Dilema Maskapai Bermodal Cekak
Jumat, 10 Juli 2015 - 04:42 WIB
Sumber :
VIVA.co.id - Sebanyak 13 maskapai penerbangan kini menjadi fokus perhatian Kementerian Perhubungan. Maskapai-maskapai dengan berbagai 'merek' ini mengalami penyusutan modal sepanjang 2014, yang dikhawatirkan bisa mempengaruhi performa mereka.
Kinerja belasan maskapai ini diketahui menyusul aturan Kemenhub yang mewajibkan seluruh maskapai penerbangan yang melintas di langit nusantara menyerahkan laporan keuangan tahunan yang telah diaudit.

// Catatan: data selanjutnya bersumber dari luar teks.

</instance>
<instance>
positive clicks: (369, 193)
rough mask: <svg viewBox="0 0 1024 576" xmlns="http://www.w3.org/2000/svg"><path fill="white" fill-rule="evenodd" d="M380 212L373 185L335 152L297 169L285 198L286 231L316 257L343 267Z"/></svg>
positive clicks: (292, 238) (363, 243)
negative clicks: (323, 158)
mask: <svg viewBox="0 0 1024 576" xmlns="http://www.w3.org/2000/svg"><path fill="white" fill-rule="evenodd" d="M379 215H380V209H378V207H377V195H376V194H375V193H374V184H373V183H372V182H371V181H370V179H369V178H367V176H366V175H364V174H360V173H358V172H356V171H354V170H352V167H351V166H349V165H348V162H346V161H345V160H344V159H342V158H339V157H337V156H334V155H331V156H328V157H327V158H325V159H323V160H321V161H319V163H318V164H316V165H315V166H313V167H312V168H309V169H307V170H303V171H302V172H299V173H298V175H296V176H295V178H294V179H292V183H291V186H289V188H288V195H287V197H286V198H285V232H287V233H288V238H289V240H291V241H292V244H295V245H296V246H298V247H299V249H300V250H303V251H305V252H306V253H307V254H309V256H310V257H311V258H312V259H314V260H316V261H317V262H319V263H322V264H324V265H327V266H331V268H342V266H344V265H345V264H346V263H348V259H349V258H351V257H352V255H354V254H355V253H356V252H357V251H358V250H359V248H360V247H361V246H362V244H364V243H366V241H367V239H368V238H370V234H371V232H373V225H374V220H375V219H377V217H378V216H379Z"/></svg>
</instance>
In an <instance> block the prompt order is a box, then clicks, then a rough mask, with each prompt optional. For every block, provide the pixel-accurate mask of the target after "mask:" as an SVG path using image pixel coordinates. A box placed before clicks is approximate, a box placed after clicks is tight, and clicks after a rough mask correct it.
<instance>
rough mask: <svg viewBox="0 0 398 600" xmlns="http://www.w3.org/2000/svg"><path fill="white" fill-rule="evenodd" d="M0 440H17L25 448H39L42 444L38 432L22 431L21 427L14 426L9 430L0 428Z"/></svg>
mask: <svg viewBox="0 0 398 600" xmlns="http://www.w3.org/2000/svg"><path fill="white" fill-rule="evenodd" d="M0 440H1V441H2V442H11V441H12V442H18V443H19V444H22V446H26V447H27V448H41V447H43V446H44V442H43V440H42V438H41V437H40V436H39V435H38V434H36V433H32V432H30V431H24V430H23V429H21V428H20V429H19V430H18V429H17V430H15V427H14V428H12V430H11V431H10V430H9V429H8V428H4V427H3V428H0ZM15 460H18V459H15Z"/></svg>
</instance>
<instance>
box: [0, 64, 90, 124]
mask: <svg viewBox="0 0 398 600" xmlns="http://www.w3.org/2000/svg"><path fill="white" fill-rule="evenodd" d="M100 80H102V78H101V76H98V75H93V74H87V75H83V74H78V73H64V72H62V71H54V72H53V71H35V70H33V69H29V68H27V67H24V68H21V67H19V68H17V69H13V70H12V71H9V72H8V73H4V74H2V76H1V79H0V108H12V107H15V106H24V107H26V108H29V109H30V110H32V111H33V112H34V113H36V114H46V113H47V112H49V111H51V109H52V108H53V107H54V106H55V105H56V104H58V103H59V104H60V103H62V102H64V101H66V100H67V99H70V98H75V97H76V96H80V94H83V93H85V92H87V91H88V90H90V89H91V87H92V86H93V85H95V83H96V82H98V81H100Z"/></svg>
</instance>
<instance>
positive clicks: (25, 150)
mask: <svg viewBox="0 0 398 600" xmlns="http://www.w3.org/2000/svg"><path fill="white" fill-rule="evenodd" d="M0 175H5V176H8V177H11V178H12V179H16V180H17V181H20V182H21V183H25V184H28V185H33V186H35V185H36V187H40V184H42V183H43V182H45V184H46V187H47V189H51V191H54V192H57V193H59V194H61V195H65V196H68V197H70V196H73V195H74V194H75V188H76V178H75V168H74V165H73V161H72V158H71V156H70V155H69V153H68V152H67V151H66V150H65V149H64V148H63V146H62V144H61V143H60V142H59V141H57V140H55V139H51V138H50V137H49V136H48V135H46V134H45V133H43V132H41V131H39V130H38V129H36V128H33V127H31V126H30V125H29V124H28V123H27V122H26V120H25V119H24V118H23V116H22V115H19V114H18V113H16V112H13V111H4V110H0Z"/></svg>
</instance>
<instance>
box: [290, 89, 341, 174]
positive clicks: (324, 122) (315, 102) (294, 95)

Penyerahan laporan paling telat April lalu.
Baca Juga :
Pemerintah mengklaim laporan keuangan akan terkait dengan standar pelayanan hingga keselamatan penerbangan. Dan, Kamis 9 Juli 2015, Kemenhub tanpa tedeng aling-aling merilis 13 maskapai penerbangan yang terbukti memiliki modal negatif.
Ada dua maskapai besar yang masuk dalam rilis tersebut adalah AirAsia Indonesia dan Batik Air. Daftar lengkap maskapai bermodal cekak ini antara lain:
1. AirAsia Indonesia
2. Batik Air
3. Asialink Cargo Airlines
4. Cardig Air
5. Trans Wisata Prima Aviation
6. Survai Udara Penas
7. Eastindo Services
8. Johnlin Air Transport
9. Manunggal Air Service
10. Nusantara Buana air
11. Ersa Eastern Aviation
12. Air Pasifik Utama
13. Tri MG Intra Airlines
Terlihat ironi. Sebab, laporan keuangan negatif belasan maskapai ini terjadi di tengah semakin pesatnya industri penerbangan Tanah Air.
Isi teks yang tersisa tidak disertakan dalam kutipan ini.